To avoid this problem, Ruby offers `.dig`, which navigates deeply without error:

```ruby
puts charizard.dig(:stats, :hp)       # => 78
puts charizard.dig(:moves, :first)    # => nil (no error)
```

- `.dig` returns `nil` if an intermediate level does not exist, instead of raising an error.
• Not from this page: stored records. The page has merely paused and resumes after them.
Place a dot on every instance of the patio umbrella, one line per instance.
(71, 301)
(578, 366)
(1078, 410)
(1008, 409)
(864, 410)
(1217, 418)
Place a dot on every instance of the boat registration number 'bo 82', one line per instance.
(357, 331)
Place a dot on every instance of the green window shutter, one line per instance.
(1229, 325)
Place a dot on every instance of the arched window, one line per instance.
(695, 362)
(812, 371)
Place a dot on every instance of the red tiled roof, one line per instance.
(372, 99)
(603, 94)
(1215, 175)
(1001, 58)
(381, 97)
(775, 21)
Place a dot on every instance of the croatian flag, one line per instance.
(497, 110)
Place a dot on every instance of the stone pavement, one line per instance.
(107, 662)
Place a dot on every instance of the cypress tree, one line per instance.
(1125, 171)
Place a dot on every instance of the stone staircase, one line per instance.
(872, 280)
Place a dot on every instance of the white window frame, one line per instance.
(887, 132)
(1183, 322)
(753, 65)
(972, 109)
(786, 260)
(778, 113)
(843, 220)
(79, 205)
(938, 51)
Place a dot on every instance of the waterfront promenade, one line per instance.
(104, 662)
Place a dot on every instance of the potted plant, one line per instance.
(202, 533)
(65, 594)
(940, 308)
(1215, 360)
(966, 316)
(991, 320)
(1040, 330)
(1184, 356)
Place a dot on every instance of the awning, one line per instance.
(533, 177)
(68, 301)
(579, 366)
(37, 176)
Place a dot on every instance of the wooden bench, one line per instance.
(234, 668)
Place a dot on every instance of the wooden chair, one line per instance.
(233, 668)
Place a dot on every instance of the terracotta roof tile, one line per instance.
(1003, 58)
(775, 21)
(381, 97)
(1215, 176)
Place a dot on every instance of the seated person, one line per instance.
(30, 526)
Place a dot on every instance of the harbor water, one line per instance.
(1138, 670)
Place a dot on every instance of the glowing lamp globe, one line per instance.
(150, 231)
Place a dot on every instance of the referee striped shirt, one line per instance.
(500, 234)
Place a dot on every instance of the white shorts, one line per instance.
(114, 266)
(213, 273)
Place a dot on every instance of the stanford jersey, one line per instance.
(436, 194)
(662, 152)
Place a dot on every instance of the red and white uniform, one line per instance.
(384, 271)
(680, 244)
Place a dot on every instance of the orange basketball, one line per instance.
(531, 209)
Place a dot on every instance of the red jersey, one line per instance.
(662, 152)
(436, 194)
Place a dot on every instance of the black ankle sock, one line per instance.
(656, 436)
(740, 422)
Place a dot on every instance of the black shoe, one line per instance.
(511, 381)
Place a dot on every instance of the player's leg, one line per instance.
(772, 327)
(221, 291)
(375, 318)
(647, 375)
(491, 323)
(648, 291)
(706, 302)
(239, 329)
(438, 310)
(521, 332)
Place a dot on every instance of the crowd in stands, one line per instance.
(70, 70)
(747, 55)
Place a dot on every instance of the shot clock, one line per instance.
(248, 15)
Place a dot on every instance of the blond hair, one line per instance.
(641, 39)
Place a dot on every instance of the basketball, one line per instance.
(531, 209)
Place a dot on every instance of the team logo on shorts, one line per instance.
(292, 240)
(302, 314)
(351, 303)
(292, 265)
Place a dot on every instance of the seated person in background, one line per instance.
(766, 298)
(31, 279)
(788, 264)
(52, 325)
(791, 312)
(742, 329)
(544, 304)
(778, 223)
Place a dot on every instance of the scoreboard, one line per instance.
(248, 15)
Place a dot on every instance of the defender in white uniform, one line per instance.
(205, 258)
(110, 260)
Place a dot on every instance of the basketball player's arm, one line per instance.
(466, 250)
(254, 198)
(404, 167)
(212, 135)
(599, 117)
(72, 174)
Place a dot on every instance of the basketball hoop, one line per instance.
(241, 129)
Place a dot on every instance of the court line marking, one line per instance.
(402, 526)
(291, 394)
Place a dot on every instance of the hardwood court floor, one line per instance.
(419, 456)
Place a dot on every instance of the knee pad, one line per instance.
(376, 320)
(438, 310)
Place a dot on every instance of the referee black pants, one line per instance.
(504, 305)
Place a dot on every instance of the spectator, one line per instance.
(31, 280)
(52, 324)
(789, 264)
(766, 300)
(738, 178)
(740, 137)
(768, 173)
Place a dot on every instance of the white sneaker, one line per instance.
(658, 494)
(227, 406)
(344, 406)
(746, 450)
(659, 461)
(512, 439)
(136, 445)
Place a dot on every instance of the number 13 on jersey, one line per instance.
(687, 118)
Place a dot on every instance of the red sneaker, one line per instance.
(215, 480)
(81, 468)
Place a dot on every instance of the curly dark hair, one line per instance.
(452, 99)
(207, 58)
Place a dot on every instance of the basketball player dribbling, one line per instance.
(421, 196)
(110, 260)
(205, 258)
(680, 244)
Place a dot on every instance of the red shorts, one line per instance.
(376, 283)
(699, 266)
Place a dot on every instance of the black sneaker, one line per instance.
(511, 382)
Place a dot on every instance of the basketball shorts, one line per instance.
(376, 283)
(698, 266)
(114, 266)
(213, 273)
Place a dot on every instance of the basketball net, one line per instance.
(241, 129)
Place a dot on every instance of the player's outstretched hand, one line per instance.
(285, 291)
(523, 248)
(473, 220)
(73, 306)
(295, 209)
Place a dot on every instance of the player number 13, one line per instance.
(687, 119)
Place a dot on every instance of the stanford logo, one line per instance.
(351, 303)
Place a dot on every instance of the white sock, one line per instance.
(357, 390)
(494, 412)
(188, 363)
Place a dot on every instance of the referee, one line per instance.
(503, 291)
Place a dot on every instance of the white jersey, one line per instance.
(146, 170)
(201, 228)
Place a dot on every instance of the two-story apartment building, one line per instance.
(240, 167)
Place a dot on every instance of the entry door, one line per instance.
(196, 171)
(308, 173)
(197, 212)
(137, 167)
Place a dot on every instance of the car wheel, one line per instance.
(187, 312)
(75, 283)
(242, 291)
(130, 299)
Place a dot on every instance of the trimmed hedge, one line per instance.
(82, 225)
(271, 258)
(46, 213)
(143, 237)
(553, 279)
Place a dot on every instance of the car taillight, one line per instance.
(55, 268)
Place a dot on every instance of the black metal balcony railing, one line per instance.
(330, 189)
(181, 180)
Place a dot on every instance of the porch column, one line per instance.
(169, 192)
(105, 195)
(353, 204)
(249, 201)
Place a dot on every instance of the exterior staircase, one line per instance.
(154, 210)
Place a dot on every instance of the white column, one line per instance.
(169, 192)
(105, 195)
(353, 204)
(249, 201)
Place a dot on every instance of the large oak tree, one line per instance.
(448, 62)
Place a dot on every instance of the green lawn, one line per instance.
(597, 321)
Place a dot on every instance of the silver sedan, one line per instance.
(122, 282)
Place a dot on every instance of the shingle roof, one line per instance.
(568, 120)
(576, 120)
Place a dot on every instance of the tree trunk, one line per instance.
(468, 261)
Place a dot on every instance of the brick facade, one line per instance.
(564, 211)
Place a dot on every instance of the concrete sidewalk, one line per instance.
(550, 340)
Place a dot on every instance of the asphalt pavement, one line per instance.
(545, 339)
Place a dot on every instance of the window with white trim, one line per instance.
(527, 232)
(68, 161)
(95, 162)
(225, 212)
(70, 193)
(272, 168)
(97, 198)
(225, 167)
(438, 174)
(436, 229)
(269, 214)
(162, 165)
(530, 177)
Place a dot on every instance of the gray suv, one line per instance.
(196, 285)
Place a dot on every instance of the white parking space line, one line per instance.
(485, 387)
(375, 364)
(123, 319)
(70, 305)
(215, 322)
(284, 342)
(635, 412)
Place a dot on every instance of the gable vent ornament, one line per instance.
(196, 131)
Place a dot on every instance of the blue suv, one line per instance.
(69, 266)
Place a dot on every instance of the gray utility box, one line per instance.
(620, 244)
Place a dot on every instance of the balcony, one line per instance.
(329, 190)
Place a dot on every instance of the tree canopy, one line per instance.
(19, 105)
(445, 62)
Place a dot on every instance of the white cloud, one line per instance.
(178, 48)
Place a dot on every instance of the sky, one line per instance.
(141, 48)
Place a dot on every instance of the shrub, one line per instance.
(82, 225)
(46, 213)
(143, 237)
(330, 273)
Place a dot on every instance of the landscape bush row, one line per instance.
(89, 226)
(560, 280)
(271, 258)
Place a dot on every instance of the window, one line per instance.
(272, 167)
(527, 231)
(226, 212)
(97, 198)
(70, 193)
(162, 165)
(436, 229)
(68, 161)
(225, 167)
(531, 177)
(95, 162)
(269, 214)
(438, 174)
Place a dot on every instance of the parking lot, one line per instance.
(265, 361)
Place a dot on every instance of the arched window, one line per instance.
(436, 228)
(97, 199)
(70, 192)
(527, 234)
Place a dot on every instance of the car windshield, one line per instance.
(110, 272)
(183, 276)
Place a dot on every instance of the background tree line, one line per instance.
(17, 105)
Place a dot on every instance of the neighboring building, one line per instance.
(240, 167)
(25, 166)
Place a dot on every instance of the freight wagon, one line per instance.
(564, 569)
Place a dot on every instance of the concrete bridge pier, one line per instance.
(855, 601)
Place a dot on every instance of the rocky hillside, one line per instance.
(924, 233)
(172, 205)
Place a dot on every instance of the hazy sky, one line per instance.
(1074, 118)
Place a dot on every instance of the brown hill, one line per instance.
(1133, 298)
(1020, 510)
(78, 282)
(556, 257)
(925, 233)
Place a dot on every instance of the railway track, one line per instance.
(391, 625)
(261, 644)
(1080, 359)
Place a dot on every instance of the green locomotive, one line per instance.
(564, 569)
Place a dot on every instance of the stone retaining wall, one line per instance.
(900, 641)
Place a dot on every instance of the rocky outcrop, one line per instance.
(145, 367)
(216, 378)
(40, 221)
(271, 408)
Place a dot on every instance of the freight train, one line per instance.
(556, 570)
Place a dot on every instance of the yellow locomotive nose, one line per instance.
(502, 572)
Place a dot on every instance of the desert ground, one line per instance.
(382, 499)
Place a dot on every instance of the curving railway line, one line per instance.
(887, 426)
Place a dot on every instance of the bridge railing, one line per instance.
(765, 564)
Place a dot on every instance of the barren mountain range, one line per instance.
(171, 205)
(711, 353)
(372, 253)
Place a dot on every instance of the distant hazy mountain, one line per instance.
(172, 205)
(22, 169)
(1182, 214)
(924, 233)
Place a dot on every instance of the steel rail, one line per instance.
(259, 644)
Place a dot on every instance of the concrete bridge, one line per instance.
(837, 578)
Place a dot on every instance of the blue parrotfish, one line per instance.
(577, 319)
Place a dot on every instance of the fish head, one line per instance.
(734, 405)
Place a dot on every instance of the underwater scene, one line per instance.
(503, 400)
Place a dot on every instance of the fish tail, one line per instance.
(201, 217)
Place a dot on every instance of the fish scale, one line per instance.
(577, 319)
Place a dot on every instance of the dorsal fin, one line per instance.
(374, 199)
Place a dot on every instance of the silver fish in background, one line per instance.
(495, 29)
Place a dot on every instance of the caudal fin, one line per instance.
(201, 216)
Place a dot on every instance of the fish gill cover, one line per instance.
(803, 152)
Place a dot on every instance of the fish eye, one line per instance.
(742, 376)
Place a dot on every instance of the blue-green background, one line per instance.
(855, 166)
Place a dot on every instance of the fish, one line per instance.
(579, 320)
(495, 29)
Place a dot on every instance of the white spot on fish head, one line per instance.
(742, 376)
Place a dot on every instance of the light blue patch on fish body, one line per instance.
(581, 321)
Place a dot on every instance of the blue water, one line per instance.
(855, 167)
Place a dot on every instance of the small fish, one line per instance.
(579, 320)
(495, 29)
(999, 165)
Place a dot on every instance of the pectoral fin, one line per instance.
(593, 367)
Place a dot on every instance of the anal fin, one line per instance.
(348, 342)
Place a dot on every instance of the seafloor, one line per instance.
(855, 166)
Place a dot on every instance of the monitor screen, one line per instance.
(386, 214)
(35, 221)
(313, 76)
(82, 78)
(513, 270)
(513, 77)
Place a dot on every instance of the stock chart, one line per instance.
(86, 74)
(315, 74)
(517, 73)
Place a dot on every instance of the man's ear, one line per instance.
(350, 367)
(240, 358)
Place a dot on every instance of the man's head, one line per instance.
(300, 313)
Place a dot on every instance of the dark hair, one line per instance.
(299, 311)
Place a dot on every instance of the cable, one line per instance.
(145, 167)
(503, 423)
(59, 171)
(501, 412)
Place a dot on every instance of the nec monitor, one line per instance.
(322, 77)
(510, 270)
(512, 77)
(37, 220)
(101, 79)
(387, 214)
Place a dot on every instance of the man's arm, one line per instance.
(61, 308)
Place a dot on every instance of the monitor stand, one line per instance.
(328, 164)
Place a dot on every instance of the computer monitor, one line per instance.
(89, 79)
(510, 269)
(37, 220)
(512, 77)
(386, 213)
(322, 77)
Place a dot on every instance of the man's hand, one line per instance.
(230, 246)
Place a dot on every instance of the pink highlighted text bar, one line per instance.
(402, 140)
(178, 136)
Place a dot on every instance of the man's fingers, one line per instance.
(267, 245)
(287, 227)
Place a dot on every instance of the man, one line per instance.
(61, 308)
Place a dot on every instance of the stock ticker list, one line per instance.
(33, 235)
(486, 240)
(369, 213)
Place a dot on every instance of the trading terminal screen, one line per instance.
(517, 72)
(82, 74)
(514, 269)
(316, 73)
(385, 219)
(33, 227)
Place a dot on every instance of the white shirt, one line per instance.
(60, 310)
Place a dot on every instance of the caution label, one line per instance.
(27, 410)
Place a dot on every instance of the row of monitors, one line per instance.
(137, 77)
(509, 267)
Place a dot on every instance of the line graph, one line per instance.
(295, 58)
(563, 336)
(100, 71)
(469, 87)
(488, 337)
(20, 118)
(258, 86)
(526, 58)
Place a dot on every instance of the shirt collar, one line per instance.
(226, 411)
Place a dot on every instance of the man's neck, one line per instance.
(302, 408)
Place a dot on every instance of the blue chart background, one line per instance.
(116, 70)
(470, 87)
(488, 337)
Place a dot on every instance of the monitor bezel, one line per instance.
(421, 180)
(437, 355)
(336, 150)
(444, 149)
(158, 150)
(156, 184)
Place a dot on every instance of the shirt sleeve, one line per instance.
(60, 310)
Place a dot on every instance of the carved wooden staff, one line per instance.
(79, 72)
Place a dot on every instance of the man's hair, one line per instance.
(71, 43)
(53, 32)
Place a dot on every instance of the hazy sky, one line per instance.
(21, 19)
## Hash with default value

Normally, accessing a nonexistent key returns `nil`. You can change this behavior with `Hash.new`:

```ruby
# Counter: each nonexistent key defaults to 0
counter = Hash.new(0)

counter[:fire] += 1
counter[:fire] += 1
counter[:water] += 1

puts counter[:fire]     # => 2
puts counter[:water]    # => 1
puts counter[:grass]    # => 0 (default value, the key has not been created)
p counter               # => {:fire=>2, :water=>1}
```

- `Hash.new(0)` creates a Hash whose default value is `0`. When you access a nonexistent key, you get `0` instead of `nil`.
- This is very handy for counters: you can do `+= 1` without checking whether the key already exists.

## Conclusion

- A **Hash** associates keys with values. Create with `{ key: value }` for Symbol keys.
- `[]` returns `nil` if the key is missing. `.fetch` raises an error or returns an explicit default.
- `[]=` adds or modifies an entry. `.delete` removes a pair.
- `.key?` checks for the presence of a key. `.keys` and `.values` return Arrays.
- `.each` iterates over key-value pairs. `.select` filters and returns a new Hash.
- `.merge` merges two Hashes (the second wins in case of conflict).
- Nested Hashes model complex data. `.dig` navigates them without risk of error.
- `Hash.new(default_value)` sets the value returned for nonexistent keys.